「ミュラー・トゥルガウ」~チェコ・スロバキアのブドウ

チェコ・スロバキアのワインは、日本ではそれほどメジャーではありません。
しかしなかなか面白いワインもそろっており、フランスやドイツ、オーストリアとはまた異なった風味が楽しめます。
今回はそのなかから、「ミュラー・トゥルガウ」を使ったワインについて見ていきましょう。

ミュラー・トゥルガウってどんなブドウなの?

ミュラー・トゥルガウは、ドイツで生まれたブドウ品種です。ただ、これを作り上げたのは、スイス人の学者(植物学者)でした。彼の名前である「ヘルマン=ミュラー」と、彼の出身地である「トゥルガウ州」から、この名前が付けられたと考えられています。

リースリングと、シャスラ・ド・クリティリエール(スイスに育つブドウのなかでも特に有名な品種。スイスのブドウのうちの4分の1は、この「シャスラ種」によるもの)を親に持つブドウであり、交配してつくられるブドウのなかでも特に長い歴史を持っています。

ミュラー・トゥルガウは、オーストリアやドイツを中心として世界各国に羽ばたいていったワインです。しかし現在では、オーストリアではこのミュラー・トゥルガウの生産量が非常に減っています。

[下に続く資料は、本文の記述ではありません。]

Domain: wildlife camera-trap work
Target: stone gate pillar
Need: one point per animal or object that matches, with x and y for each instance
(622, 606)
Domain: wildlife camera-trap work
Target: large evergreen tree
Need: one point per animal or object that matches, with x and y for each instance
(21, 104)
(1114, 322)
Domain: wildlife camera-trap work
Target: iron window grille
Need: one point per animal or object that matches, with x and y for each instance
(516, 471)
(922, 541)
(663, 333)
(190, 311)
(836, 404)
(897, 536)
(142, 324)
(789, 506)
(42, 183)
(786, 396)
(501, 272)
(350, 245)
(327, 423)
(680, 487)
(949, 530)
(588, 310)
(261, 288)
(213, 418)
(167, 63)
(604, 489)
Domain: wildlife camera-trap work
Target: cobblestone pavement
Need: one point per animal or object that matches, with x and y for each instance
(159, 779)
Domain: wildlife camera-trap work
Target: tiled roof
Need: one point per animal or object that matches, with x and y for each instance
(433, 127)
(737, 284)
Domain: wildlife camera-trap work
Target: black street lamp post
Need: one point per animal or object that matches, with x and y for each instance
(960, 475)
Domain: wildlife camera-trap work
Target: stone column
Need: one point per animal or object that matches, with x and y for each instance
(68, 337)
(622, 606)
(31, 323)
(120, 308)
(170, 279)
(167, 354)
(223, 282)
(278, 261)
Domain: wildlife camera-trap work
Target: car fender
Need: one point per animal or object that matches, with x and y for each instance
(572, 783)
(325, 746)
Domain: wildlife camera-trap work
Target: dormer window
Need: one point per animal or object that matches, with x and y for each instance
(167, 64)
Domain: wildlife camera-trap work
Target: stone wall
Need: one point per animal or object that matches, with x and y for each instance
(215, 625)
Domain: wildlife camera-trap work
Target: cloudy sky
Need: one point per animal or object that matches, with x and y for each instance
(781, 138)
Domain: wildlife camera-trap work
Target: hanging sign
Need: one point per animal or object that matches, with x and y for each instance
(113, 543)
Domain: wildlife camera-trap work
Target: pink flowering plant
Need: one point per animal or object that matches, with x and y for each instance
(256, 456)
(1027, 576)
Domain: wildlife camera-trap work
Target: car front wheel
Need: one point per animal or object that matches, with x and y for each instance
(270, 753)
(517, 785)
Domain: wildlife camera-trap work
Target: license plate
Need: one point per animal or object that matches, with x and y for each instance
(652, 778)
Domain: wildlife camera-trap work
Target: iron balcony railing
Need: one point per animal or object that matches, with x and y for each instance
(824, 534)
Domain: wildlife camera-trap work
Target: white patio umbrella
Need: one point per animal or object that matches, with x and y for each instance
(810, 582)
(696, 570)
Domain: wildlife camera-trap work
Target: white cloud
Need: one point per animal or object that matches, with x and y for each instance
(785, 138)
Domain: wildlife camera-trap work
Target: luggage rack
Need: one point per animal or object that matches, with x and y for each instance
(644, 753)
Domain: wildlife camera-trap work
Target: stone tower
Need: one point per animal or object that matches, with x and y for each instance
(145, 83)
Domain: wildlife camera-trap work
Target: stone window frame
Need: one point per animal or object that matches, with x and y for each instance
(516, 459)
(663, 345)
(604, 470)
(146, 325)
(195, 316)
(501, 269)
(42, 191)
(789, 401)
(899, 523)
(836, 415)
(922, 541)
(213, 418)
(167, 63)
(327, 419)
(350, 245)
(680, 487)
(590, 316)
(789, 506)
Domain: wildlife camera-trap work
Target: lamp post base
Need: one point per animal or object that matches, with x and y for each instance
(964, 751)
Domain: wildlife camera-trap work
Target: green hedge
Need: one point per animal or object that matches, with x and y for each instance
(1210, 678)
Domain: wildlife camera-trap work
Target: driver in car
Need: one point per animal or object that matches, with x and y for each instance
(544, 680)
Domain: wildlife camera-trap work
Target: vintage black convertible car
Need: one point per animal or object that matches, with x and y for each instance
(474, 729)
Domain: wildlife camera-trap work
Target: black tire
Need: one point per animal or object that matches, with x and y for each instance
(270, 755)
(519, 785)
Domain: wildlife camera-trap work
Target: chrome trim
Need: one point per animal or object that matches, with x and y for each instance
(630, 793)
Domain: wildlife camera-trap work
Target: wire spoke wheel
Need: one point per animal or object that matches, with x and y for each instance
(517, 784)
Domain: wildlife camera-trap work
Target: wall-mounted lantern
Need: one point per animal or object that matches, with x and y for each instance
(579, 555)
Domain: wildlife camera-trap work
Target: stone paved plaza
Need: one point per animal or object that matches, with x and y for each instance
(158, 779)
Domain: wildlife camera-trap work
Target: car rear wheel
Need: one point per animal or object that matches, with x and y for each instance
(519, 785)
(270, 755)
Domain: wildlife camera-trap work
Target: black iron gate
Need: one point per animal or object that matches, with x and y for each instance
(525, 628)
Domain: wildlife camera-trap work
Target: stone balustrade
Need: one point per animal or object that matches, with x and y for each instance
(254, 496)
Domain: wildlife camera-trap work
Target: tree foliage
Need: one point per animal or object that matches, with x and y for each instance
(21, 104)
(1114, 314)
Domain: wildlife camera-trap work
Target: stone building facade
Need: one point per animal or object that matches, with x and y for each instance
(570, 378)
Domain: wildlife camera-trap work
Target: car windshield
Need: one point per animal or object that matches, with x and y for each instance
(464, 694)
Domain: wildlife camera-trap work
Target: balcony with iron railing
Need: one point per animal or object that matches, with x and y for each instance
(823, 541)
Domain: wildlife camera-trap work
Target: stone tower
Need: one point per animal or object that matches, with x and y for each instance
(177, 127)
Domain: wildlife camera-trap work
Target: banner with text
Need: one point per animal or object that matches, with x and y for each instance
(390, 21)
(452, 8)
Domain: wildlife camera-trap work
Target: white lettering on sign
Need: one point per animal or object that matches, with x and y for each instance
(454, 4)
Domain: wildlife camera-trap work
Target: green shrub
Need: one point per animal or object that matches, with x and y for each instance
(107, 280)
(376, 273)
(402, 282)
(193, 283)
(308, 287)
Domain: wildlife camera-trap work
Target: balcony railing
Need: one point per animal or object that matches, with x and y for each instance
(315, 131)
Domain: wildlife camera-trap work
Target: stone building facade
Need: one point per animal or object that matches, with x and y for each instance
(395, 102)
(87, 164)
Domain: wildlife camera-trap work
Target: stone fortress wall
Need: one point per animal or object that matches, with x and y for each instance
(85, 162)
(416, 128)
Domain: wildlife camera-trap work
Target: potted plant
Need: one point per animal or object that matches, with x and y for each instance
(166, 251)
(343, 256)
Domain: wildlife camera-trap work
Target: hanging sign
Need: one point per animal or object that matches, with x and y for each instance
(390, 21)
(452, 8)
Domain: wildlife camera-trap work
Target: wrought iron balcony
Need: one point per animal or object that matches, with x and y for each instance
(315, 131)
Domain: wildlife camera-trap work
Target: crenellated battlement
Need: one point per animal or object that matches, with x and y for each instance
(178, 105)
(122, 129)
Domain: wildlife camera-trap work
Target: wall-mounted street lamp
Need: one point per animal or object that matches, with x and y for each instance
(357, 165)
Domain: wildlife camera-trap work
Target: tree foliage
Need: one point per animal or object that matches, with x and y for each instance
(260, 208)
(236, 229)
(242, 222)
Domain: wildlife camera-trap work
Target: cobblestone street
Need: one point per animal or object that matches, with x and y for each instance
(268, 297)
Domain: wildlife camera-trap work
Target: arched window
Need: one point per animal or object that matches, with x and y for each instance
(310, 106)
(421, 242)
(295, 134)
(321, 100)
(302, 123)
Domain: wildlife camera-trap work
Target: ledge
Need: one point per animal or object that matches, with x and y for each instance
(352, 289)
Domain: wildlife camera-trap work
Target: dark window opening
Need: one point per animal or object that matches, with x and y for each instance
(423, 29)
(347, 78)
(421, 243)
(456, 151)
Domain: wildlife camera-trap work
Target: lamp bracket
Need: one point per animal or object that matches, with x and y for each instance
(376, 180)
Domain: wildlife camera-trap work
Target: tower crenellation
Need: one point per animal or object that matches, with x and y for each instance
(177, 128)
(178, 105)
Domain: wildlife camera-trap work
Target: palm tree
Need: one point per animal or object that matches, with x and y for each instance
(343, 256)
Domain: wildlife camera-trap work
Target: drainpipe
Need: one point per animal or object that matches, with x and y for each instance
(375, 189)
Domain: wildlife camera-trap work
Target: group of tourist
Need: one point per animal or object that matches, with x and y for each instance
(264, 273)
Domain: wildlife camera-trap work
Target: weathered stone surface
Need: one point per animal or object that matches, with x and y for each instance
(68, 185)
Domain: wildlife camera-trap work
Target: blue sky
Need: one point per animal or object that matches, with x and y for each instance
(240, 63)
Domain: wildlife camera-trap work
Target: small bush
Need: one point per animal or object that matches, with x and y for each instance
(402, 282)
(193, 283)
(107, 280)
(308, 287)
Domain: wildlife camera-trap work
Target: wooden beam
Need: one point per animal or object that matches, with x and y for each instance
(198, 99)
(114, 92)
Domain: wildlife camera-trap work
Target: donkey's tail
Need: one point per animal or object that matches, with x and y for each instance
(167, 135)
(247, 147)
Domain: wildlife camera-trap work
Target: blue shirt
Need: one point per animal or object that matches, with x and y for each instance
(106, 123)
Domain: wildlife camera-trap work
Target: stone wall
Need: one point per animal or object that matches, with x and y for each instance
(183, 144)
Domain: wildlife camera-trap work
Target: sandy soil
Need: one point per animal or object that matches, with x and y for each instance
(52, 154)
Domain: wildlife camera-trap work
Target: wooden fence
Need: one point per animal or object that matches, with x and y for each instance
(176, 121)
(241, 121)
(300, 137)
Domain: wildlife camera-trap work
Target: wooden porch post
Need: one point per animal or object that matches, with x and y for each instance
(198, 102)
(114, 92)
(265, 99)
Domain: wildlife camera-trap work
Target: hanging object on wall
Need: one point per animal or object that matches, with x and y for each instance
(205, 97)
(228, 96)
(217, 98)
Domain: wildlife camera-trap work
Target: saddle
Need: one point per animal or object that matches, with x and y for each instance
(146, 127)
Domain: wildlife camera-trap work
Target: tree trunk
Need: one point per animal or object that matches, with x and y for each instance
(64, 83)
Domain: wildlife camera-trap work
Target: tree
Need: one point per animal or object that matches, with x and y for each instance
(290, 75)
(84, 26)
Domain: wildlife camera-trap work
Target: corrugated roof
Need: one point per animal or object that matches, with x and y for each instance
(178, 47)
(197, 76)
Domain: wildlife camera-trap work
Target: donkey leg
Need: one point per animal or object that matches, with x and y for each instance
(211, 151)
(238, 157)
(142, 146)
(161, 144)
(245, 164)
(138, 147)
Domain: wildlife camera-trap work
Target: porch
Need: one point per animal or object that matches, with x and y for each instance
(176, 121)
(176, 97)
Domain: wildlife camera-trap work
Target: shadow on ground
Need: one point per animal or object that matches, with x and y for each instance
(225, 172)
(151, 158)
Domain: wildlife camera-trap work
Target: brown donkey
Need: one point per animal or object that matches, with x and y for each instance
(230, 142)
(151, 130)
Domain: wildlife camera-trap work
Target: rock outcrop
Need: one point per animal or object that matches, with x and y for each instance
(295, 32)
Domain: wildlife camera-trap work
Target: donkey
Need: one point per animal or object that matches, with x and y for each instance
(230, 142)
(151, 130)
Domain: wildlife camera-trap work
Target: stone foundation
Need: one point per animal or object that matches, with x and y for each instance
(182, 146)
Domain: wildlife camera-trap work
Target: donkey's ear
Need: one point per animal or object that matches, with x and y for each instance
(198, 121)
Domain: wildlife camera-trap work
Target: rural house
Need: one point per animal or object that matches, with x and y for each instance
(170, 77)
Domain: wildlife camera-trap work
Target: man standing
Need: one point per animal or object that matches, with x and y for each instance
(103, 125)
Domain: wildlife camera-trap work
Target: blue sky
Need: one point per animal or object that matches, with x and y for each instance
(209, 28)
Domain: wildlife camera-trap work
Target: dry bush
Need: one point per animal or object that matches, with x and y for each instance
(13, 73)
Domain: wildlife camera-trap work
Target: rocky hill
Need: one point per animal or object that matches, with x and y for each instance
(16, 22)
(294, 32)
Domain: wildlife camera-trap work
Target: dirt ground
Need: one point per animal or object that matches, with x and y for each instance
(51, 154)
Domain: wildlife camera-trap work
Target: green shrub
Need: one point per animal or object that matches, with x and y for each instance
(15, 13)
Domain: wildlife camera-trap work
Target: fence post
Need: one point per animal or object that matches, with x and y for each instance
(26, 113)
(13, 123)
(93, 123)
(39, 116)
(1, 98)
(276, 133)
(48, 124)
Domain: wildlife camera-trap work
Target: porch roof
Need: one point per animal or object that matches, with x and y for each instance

とても成熟が早いブドウとして知られており、「シュトゥルム」という状態で飲まれることもあります。シュトゥルム、という単語は、日本人にとってはそれほど聞きなじみのないものでしょう。これは日本語に訳すとなると、「まだ若く、発行の途中の段階のワイン」ということになるでしょう。

ワインは、条件さえきちんと整えるのであれば、長く保存できるお酒の代表格とも言えます。しかしシュトゥルムの場合、その方向性がまったく異なります。これは、まだ発酵が浅いときに飲むやり方のことを指します。発酵が終わっていない状態で飲むこの若々しいワインは、ブドウ本来の持つ甘味も残っており、「ワイン」という言葉からイメージする味とは異なった風味を持つこともあります。

ミュラー・トゥルガウの味と方向性、合わせ方について

では、チェコ・スロバキア生まれのミュラー・トゥルガウのワインはどのような特徴を持つのでしょうか。
もちろんワインによってその味わいは異なりますが、かなり強い果物の香りをまといます。さわやかな香りは心と胸をすがすがしくさせ、食事への期待を高める役割を果たすことでしょう。

香りの方向性は、「果物香」。青りんごやアンズにも似た香りと、それにふさわしい酸味を持つのが特徴です。まだ若いワイン(1年前のものなど)は、「若々しさ」を強く感じ、甘味も持っています。ただ、キレはよいので、それを以って「辛口のワインである」と評する人もいます。
一般的に夏向きのワインであると考えた方がよく、よく冷やして飲むことを強くおすすめします。

物によりますが、チーズとの合わせ方には注意が必要です。
特に、ウォッシュチーズやハードチーズと合わせることがやや難しく、苦戦するかもしれません。ただ、ブルーチーズとは比較的相性がよいので、試しに組み合わせてみるとよいでしょう。

ミュラー・トゥルガウは果物の香りを色濃くまとうものですが、意外なほど、かんきつ類を使った料理とマッチします。オレンジとレタスのサラダなどは、果物の香り同士がけんかすることなく、よく調和します。また、意外なところでは、魚をオリーブオイルで仕立てたものとも相性がよいと言えます。魚を、低温のオリーブオイルでじっくり時間をかけて揚げていった料理と一緒に楽しみましょう。